Distributed Contextual Linear Bandits with Minimax Optimal Communication Cost
This work addresses communication efficiency in distributed bandit learning for multi-agent systems, providing near-optimal algorithms that are incremental improvements over existing methods.
The paper tackles the problem of distributed contextual linear bandits with stochastic contexts, deriving an information-theoretic lower bound of Ω(dN) on communication cost and proposing algorithms (DisBE-LUCB and DecBE-LUCB) that achieve near-minimax optimal regret of Õ(√(dNT)) and communication cost matching the lower bound up to logarithmic factors.
We study distributed contextual linear bandits with stochastic contexts, where $N$ agents act cooperatively to solve a linear bandit-optimization problem with $d$-dimensional features over the course of $T$ rounds. For this problem, we derive the first ever information-theoretic lower bound $Ω(dN)$ on the communication cost of any algorithm that performs optimally in a regret minimization setup. We then propose a distributed batch elimination version of the LinUCB algorithm, DisBE-LUCB, where the agents share information among each other through a central server.
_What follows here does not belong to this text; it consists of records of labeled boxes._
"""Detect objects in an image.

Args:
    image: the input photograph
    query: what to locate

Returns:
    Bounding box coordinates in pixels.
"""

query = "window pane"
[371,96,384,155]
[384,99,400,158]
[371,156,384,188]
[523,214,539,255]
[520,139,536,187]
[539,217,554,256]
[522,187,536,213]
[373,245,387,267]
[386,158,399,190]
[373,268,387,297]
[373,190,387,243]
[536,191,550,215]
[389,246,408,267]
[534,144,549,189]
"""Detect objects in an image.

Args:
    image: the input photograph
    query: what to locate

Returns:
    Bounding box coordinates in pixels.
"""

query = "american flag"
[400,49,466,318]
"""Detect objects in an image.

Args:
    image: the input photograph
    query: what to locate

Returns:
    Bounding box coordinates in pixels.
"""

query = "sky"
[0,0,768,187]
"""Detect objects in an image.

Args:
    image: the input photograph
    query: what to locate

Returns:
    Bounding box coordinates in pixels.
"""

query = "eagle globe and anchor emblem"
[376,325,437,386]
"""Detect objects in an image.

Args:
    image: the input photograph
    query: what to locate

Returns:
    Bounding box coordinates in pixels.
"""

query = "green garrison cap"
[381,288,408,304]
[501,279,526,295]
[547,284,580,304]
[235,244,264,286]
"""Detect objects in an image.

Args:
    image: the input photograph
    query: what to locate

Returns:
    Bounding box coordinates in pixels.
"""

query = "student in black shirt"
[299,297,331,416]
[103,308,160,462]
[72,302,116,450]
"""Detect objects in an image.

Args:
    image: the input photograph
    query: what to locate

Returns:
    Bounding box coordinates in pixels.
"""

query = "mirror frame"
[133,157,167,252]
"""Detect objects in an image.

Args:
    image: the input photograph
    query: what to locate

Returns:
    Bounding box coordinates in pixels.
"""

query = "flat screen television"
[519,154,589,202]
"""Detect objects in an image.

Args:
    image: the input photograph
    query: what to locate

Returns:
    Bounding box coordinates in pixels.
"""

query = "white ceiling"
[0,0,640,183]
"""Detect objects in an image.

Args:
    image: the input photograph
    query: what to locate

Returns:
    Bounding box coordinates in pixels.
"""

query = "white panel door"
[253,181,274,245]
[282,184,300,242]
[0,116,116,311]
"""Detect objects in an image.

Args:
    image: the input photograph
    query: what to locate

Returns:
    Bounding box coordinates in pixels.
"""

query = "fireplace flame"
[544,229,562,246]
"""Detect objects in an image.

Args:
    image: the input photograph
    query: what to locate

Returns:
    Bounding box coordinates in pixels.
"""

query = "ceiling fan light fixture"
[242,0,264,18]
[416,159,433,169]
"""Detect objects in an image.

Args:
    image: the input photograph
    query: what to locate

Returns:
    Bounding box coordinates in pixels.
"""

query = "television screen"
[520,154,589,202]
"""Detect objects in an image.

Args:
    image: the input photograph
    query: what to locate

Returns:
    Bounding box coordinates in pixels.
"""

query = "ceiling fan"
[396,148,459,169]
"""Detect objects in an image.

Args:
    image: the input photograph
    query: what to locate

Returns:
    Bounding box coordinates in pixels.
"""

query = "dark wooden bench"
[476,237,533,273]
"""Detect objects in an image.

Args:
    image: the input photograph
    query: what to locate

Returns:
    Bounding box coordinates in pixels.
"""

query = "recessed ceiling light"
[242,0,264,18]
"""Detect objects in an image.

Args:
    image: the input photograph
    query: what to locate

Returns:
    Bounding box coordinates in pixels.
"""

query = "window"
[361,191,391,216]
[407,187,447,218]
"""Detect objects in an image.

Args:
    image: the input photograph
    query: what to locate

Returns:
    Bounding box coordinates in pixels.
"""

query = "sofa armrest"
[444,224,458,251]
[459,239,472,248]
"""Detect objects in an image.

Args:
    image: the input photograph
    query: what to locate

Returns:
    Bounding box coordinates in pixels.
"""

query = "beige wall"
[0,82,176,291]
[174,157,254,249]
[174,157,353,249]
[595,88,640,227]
We prove that the communication cost of DisBE-LUCB matches our lower bound up to logarithmic factors. In particular, for scenarios with known context distribution, the communication cost of DisBE-LUCB is only $\tilde{\mathcal{O}}(dN)$ and its regret is ${\tilde{\mathcal{O}}}(\sqrt{dNT})$, which is of the same order as that incurred by an optimal single-agent algorithm for $NT$ rounds. We also provide similar bounds for practical settings where the context distribution can only be estimated. Therefore, our proposed algorithm is nearly minimax optimal in terms of \emph{both regret and communication cost}. Finally, we propose DecBE-LUCB, a fully decentralized version of DisBE-LUCB, which operates without a central server, where agents share information with their \emph{immediate neighbors} through a carefully designed consensus procedure.